World Mental Health Day – 10 October 2022

 

The upheavals that have taken place across the globe as a result of COVID19 are significant and long lasting with the burden being felt acutely throughout the caring professions, with nurses, carers, teachers and doctors carrying much of the load. Many of these are female dominated industries with women being required to breech the considerable gaps between the requirements for care in their workplace and at home, with a notable toll on their mental health across the board.

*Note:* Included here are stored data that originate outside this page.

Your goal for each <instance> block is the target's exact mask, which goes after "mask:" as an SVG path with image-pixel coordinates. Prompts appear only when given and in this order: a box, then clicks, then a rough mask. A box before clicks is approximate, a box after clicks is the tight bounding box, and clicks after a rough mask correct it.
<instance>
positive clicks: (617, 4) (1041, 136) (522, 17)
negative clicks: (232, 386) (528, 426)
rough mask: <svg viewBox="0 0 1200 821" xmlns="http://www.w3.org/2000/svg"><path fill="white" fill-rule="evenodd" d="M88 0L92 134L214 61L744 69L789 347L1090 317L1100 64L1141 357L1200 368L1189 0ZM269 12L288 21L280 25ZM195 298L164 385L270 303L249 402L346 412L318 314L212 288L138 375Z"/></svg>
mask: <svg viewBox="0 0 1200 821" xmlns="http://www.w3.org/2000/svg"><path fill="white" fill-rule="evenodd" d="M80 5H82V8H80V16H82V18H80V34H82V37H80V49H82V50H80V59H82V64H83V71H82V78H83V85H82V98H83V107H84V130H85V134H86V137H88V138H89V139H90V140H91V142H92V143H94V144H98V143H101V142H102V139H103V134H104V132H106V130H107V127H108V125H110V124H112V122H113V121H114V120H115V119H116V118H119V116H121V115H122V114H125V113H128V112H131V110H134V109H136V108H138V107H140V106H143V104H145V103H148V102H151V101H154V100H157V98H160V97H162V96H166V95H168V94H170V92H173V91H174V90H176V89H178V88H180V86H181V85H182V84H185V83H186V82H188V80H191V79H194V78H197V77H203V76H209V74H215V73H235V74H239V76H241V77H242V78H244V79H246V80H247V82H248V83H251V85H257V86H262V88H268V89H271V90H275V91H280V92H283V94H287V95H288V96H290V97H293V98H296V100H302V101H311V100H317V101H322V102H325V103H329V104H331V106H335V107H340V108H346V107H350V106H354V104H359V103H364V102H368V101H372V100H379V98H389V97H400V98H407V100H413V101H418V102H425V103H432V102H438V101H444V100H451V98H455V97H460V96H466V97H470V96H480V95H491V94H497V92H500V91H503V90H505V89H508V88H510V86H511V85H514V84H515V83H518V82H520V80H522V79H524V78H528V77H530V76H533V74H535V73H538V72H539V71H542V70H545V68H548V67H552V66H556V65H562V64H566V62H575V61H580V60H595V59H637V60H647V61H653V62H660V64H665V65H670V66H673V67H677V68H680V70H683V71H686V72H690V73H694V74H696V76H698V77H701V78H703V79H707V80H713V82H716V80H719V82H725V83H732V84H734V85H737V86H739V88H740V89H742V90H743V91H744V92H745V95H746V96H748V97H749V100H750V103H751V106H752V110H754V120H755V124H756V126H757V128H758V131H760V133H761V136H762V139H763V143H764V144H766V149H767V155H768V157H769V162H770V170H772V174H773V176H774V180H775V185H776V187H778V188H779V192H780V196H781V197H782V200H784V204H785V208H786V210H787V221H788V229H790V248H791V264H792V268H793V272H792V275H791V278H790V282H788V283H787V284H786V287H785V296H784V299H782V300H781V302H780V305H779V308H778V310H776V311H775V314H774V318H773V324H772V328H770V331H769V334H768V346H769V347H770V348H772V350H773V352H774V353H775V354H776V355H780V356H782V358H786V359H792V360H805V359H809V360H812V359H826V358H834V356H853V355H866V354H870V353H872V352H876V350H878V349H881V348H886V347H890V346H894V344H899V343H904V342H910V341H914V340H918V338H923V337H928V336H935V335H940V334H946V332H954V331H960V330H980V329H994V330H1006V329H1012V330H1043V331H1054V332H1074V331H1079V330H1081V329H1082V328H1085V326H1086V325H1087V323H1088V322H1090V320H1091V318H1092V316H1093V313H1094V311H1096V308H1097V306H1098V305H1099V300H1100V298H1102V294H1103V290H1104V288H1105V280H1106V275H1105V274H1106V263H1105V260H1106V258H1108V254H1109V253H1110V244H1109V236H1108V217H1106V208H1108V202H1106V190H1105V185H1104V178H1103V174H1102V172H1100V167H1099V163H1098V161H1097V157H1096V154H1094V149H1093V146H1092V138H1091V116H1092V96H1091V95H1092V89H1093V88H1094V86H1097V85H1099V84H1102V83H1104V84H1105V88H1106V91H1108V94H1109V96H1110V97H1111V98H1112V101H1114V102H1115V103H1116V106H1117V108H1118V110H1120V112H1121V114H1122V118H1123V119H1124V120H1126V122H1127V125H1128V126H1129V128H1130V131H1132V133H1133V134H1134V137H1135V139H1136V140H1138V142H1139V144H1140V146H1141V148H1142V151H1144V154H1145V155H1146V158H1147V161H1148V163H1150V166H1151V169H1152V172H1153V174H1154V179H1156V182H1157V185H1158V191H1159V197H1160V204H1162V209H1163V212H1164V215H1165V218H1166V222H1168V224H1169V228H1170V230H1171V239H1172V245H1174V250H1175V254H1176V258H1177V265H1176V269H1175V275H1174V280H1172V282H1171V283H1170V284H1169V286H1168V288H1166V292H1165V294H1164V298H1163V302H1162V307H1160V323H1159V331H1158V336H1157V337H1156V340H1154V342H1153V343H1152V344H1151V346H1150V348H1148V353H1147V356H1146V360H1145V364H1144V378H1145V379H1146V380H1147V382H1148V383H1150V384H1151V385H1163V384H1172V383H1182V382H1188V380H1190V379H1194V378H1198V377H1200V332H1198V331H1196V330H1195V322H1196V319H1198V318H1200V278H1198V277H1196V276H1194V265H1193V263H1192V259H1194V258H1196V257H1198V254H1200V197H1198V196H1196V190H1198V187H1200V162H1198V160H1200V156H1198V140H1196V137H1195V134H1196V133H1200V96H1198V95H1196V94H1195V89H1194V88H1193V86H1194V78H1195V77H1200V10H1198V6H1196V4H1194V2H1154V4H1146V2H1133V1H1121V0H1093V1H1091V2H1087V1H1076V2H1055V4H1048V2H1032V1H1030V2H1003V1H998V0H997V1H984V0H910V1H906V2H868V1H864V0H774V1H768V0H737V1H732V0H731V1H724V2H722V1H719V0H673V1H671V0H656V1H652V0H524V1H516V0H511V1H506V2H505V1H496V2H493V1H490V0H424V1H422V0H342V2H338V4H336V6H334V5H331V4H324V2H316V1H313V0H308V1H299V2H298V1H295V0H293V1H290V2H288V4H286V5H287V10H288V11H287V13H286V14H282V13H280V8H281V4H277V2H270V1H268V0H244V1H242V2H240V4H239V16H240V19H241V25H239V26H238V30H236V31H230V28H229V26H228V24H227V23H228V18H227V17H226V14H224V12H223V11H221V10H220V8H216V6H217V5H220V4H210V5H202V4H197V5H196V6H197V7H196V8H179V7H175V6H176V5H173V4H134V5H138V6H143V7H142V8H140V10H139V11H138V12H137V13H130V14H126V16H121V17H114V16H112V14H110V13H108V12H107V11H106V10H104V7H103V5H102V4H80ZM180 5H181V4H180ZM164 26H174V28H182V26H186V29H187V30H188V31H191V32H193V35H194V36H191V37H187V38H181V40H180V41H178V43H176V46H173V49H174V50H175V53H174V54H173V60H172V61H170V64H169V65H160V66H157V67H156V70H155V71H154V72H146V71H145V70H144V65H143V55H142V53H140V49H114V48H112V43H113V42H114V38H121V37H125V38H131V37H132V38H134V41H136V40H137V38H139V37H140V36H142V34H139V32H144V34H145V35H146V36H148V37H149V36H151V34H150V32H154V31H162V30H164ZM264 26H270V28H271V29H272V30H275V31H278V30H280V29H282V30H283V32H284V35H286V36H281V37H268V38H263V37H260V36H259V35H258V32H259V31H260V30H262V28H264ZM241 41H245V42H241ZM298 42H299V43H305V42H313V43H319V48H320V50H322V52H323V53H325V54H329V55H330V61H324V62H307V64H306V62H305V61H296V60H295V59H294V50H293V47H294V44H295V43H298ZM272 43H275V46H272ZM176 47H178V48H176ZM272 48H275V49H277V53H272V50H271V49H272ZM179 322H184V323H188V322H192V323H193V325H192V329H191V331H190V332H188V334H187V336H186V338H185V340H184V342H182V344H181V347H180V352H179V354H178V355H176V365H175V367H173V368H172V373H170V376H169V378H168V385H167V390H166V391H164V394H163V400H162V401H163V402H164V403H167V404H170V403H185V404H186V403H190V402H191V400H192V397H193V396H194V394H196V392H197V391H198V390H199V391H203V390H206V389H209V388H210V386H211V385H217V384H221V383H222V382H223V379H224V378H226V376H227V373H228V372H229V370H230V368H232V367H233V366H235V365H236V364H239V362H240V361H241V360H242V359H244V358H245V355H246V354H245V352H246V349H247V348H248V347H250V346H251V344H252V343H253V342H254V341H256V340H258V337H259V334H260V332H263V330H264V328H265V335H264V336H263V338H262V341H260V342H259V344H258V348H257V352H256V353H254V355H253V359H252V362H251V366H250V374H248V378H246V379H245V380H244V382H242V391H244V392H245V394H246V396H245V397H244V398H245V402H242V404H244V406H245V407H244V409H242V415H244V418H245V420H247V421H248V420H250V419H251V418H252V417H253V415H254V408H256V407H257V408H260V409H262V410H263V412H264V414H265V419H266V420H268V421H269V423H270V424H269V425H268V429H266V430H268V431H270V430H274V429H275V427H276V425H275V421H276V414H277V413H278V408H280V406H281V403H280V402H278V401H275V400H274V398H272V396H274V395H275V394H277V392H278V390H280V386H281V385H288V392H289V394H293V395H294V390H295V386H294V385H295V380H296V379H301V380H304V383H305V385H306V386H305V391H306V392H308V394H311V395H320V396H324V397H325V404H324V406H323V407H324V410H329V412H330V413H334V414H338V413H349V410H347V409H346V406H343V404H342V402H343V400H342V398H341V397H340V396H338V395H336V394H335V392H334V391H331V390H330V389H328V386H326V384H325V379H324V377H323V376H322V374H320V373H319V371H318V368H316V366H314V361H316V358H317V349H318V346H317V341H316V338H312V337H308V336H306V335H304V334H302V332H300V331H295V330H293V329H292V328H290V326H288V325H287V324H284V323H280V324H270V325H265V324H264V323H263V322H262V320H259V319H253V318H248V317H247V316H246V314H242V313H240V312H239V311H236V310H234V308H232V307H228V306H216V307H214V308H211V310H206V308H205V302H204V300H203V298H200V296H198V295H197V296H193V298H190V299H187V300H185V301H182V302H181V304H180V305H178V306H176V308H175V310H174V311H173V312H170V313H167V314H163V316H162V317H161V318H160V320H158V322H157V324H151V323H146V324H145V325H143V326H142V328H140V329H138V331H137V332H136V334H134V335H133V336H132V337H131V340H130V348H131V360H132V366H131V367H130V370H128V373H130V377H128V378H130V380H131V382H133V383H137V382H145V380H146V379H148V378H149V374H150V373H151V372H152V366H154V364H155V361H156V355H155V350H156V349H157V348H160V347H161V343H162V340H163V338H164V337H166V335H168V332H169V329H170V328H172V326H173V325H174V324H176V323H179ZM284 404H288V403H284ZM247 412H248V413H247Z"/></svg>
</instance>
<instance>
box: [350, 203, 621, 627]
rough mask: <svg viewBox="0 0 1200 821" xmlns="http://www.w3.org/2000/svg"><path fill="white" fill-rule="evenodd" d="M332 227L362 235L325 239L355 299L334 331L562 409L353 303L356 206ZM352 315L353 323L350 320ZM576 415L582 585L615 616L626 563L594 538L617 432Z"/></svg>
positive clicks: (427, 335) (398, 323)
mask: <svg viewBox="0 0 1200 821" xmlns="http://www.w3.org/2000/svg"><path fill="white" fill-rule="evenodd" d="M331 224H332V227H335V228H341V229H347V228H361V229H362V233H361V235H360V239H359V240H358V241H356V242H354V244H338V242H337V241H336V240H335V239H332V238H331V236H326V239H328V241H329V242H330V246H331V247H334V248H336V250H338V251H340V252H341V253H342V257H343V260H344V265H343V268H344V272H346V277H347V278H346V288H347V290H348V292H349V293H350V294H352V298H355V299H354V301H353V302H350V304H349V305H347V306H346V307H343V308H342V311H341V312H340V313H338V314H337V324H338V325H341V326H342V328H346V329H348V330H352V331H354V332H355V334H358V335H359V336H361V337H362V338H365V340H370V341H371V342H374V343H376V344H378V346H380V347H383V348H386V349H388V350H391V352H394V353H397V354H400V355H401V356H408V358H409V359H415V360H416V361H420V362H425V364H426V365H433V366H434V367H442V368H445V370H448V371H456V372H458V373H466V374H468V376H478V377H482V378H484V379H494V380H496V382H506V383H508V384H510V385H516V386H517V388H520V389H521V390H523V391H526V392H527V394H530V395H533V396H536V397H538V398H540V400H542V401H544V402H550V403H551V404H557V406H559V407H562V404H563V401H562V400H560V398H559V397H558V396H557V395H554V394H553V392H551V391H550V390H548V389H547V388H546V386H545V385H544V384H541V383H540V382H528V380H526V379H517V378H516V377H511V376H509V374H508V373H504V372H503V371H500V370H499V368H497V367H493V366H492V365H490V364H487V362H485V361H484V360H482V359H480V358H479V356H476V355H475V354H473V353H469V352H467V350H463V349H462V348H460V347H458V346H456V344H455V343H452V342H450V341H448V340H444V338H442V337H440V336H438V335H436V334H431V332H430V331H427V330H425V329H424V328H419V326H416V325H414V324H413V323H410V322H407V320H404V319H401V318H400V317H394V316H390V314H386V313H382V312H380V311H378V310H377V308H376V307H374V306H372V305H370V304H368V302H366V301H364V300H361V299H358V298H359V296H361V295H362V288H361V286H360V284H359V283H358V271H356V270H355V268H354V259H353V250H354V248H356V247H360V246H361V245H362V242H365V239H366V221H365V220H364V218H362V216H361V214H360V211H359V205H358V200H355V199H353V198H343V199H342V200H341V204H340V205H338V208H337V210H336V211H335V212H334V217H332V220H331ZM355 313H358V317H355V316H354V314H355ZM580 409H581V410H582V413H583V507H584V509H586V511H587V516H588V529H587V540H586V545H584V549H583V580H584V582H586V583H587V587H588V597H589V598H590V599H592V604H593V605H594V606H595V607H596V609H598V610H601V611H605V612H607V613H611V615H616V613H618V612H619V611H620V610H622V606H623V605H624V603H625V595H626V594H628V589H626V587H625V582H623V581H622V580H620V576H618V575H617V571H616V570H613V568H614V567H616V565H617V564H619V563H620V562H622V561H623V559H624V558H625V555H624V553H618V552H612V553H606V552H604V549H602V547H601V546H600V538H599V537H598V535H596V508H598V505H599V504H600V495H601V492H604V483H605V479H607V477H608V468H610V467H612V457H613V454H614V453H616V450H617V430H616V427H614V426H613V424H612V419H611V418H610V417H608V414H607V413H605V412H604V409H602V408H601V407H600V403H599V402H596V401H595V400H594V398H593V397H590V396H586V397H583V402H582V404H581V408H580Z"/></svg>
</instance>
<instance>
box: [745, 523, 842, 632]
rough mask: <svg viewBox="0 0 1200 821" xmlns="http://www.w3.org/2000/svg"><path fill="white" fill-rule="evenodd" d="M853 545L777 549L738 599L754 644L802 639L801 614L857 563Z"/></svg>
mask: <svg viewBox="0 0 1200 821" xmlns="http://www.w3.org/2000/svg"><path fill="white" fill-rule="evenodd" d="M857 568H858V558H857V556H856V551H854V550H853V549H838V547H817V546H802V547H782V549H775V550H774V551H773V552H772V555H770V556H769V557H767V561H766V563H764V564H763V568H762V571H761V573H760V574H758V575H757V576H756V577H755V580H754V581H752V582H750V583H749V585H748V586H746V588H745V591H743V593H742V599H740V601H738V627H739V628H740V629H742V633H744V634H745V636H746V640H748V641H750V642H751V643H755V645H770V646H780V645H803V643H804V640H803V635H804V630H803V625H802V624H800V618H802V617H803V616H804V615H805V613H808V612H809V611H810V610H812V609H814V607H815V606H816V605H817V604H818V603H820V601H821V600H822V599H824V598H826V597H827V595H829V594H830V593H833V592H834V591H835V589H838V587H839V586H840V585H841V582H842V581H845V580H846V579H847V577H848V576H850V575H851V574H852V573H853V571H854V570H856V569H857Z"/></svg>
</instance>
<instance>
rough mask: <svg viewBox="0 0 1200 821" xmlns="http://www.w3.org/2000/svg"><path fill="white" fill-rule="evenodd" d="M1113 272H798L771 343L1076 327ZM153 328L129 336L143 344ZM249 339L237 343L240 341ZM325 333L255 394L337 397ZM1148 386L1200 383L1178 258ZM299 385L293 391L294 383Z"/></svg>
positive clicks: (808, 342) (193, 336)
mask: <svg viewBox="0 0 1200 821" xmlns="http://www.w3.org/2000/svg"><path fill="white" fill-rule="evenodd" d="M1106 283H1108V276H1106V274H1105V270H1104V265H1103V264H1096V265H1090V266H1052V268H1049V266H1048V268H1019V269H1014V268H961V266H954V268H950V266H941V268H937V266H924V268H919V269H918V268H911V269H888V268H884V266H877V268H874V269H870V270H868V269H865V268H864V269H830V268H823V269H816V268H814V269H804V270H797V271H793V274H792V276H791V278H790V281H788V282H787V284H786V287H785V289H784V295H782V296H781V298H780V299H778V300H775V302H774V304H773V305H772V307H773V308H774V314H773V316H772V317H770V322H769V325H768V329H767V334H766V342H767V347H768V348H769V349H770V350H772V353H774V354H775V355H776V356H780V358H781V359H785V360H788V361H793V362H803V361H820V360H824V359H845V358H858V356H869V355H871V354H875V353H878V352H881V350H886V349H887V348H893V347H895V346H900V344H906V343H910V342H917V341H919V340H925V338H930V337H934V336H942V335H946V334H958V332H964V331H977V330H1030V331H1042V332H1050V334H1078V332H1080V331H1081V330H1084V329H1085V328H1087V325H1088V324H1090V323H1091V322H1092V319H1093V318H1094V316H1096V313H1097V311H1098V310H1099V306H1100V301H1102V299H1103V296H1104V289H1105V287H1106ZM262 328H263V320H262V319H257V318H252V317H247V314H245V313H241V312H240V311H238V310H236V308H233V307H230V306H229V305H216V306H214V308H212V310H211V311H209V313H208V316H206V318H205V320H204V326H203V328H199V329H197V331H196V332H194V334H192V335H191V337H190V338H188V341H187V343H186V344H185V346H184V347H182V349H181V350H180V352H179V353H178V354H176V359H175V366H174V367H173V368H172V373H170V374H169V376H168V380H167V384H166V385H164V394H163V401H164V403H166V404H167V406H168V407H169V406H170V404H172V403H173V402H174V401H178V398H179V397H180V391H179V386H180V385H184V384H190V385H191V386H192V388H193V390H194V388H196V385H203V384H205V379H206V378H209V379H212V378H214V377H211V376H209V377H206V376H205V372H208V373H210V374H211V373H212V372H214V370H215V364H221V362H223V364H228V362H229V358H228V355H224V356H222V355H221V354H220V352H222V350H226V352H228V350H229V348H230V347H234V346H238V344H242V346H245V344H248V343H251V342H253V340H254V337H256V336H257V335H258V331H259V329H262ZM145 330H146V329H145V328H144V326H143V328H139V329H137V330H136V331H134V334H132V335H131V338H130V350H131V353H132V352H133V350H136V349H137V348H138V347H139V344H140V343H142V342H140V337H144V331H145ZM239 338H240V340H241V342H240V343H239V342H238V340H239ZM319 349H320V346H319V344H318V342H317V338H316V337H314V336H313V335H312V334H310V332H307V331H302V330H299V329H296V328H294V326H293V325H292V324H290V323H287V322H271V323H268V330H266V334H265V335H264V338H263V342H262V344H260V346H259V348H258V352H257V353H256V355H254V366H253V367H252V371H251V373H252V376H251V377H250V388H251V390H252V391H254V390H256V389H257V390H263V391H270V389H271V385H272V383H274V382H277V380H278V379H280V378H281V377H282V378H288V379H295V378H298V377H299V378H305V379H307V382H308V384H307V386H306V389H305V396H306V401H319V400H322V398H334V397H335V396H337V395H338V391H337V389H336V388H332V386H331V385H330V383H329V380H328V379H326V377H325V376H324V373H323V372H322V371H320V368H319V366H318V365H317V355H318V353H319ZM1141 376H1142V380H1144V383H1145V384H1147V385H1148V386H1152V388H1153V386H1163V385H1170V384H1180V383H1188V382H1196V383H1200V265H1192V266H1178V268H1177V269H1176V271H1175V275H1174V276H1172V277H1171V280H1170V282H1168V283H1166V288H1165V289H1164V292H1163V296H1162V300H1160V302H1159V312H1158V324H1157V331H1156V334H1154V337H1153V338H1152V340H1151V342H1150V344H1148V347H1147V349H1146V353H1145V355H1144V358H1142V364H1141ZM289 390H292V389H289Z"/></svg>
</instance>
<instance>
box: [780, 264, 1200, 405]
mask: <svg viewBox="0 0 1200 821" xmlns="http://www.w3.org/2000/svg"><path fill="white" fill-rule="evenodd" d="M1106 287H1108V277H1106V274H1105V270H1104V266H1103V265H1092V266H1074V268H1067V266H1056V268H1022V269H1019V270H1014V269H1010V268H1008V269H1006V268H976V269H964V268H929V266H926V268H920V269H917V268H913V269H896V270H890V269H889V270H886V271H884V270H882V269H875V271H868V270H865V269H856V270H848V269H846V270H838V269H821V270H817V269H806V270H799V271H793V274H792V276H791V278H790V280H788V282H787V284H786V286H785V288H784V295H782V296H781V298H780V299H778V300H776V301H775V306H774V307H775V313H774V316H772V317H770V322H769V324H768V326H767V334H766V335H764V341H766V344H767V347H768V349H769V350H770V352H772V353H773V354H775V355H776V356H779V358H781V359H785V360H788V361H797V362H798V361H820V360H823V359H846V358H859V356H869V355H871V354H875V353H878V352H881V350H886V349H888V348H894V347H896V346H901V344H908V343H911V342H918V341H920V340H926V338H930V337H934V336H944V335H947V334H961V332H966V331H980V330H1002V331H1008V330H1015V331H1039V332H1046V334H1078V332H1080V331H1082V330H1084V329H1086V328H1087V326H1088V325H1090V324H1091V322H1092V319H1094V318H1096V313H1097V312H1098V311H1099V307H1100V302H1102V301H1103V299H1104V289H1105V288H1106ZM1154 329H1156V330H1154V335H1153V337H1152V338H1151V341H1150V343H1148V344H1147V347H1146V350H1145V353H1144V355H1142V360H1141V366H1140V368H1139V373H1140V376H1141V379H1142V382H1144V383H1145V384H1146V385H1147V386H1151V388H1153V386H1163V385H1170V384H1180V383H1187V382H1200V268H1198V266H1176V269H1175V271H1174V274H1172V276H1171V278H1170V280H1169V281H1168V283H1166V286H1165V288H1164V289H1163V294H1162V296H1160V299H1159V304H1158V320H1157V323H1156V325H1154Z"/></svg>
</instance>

These stresses were multiplied for women who were pregnant, birthing and in the early years after the birth. The lockdowns meant that the regular check-ups for pregnant women were either disrupted or cancelled all together. Anti-natal classes were cancelled and visits to the hospital were difficult with the prospect of contracting the virus. The anticipation or anxieties that women may feel before the birth must have been exacerbated with so many unknowns as to the health and wellbeing of both mother and baby. Many of the Birthing Centres in Australia were reassigned for COVID patients and with the lockdowns, arrangements that had been in place for the birth significantly disrupted. Hospitals brought in procedures whereby women were only allowed minimal attendants to be with them during the birth which generally meant only the husband or partner, if anyone at all. And furthermore, there were establishments who adopted procedures whereby babies were held apart from their mothers if the mother was suffering with COVID. Depending on the State regulations during the lockdowns the nurse home visit after the birth may well have been taken online or by phone and the family support that happens for many during those early months with a newborn at home would have been minimal.

The pandemic has contributed to heightened levels of stress and anxiety across the board but further to this the consequences and outcomes for women who were pregnant, birthing and with babies and toddlers were immense which necessarily have implications for the mental health of mothers, fathers and their families. These are stories that are yet to be told.